On Sunday, Jim Blomo arrived after visiting his daughter at William & Mary.  He not only was the last to see us off in Arizona but also our first guest.  Because we’re great hosts, Blomo enjoyed a not-yet-set-up boat, no shore power, and a trip to a sketchy Home Depot.   On his last morning, however, we had a fantastic breakfast at Ted’s Bulletin next to a liquor store that featured Wyoming Whiskey, which is distilled in Kirby, Wyoming by our old friends Brad and Kate Mead.

We brought with us from Arizona what at the time seemed like an aggressively small amount of stuff.  Now that we’re living in a tiny house, however, it’s clear that we still will be leaving the D.C. storage unit packed to the top.  There just isn’t room for everything that we thought would be essential.

Mallory spent the night with us and found her bed comfortable but not quite big enough to accommodate a person and a dog.  We can’t wait for her and Shannon stay for a while.

The electrician is supposed to resolve the charger issue on Saturday, and the electronics guy is supposed to set up the KVH dome so we can access DirectTV next week.  Maybe by then we’ll have jammed everything into place and will start to feel settled.

One small step

After we learned about the aftercooler delay, we decided to blow Deltaville and rent a cabin along the Blue Ridge Parkway.  We envisioned long hikes with the dogs since those may be hard to come by in the Nation’s Capital.  Assuming we ever get there.  We now have good reason, however, to believe that the weather in Virginia almost always sucks:


That’s right, we were hit with what forever will be known to history as The Great Blizzard of ‘18.  Ok maybe it was only three inches, but in April at most we are supposed to get May flower-bringing showers, not snow.
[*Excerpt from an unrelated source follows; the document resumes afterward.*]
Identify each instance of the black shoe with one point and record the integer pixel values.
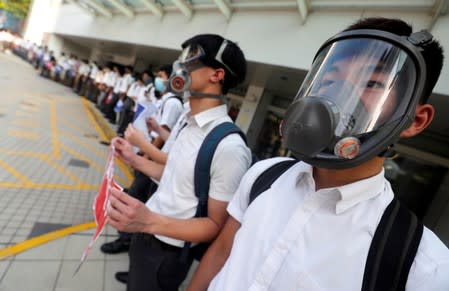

If only to keep us from constant complaining, Mother Nature finally supplied a georgous day that coincided with a break from mechanical bad news.  Today we cast aside the shackles that had held us at the service yard.  Mac Davis was wrong; Happiness actually is Deltaville, Virginia in our rear view mirror.  We left the dock at 0740 heading for Colonial Beach.  (Because the Belknaps now are a seafaring family we morally if not legally are obligated to use military time nomenclature.)

Oscar and Benny proved they really can go 10 hours without a potty break.  We couldn’t be more proud of them.  Oscar also served as co-pilot for a stretch of the trip.

The wind whipped up just as we arrived at our stop for the night but we managed to tie up, wash the salt off Misty Pearl, and get surprisingly good shrimp tacos.

We have to get out by 0630 if we want to get to DC tomorrow.  That’s because we’re 10 NM from a naval installation at Dahlgren and they actually close off the Potomac River at 0800 for some sort of military exercise.  It’d be just our luck to get hit by a Tomahawk missile or some such thing.  If the wind is too much we may stay here.